Is anyone not fascinated by cases of captives who lived among Indians and escaped to tell about it? This novel opens with a Kiowa raid on settlers in northern Texas in the 1870s. So convincingly does Jiles imagine her characters--Indian, white, and black--and compellingly tell their stories that it comes as a surprise that much here is based on real people and events. Jack Garrett's performance is stellar.
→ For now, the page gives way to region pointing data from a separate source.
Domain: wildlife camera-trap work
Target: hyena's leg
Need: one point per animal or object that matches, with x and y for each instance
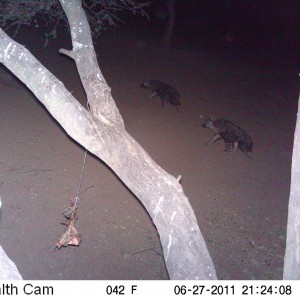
(215, 138)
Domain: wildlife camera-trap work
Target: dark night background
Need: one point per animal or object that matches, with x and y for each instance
(237, 60)
(266, 30)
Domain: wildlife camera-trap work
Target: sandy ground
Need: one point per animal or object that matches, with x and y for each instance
(240, 203)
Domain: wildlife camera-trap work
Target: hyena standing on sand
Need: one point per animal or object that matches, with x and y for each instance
(163, 90)
(231, 134)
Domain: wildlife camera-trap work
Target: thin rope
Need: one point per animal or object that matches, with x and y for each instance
(81, 176)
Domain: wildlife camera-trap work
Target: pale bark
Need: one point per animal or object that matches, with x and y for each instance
(292, 253)
(101, 131)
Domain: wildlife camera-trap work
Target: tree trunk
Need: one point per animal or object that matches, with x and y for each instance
(291, 268)
(102, 132)
(170, 23)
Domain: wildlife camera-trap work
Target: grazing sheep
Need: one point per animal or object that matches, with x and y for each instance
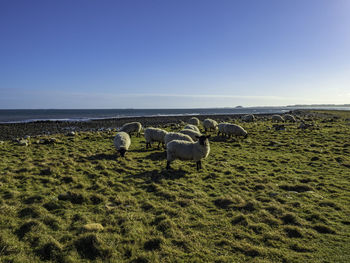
(210, 124)
(221, 128)
(236, 130)
(184, 150)
(191, 127)
(289, 117)
(277, 118)
(170, 136)
(305, 126)
(193, 134)
(154, 135)
(122, 142)
(248, 118)
(194, 121)
(132, 127)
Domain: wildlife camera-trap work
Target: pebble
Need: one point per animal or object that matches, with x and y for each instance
(93, 227)
(23, 142)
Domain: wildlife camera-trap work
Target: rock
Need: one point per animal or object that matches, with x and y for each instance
(93, 227)
(23, 142)
(279, 127)
(72, 133)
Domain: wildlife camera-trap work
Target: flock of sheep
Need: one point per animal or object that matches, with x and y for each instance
(187, 144)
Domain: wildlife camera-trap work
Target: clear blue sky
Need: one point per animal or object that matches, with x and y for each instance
(173, 53)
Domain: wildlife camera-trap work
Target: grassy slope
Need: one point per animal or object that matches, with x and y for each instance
(274, 197)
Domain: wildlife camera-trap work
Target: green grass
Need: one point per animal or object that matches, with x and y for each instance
(273, 197)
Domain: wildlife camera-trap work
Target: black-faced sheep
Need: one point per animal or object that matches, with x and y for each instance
(122, 142)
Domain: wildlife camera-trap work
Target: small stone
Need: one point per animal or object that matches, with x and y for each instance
(93, 227)
(23, 142)
(72, 133)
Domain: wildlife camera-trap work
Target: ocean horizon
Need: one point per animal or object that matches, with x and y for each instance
(34, 115)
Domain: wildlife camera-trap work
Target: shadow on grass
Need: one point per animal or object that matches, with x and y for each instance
(101, 156)
(158, 175)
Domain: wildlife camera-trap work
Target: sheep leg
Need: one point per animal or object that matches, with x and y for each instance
(199, 165)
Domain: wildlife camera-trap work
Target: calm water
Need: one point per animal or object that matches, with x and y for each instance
(90, 114)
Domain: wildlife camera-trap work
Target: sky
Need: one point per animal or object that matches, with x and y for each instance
(173, 54)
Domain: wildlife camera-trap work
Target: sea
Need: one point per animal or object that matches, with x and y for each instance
(30, 115)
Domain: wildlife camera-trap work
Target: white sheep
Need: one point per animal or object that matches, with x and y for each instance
(154, 135)
(191, 127)
(170, 136)
(221, 128)
(289, 117)
(277, 118)
(122, 142)
(193, 121)
(193, 134)
(248, 118)
(132, 127)
(210, 124)
(184, 150)
(236, 130)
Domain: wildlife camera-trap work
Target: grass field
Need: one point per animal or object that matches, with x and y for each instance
(277, 196)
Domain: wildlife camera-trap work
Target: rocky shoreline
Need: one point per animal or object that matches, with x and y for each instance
(10, 131)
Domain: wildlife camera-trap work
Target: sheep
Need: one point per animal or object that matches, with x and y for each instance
(193, 134)
(170, 136)
(184, 150)
(122, 142)
(132, 127)
(289, 117)
(154, 135)
(209, 124)
(193, 121)
(191, 127)
(221, 128)
(248, 118)
(277, 118)
(236, 130)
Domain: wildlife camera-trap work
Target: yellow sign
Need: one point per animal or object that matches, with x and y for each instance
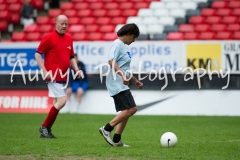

Three different races--men, women, and children--come vividly to life, their personalities distinct even though their stories are separated from ours by more than a century. It's a sweeping tale, never dry or fact-bound, and Garrett's sympathetic attention and unflagging skill are a perfect match for Jiles's marvelous invention. B.G. Winner of AudioFile Earphones Award (c) AudioFile 2009, Portland, Maine

March 9, 2009
The author of Stormy Weather
and Enemy Women
returns with a lively exploration of revenge, dedication and betrayal set mainly in Kentucky and Texas near the end of the Civil War. Britt Johnson is a free black man traveling with a larger band of white settlers in search of a better life for his wife, Mary, and their children, despite the many perils of the journey itself. After a war party of 700 Comanche and Kiowa scalp, rape and murder many of the whites, Mary and her children get separated from Britt and become the property of a Native named Gonkon. Britt must wait through the winter before he can set out to rescue and reclaim his wife and children, only to discover that not only does he not have enough money to bargain with the Indians but also that his own family's fate has as much to do with land disputes and treaties as it does with his determination to get revenge. Jiles writes like she owns the frontier, and in this multifaceted, riveting and full of danger novel, she does.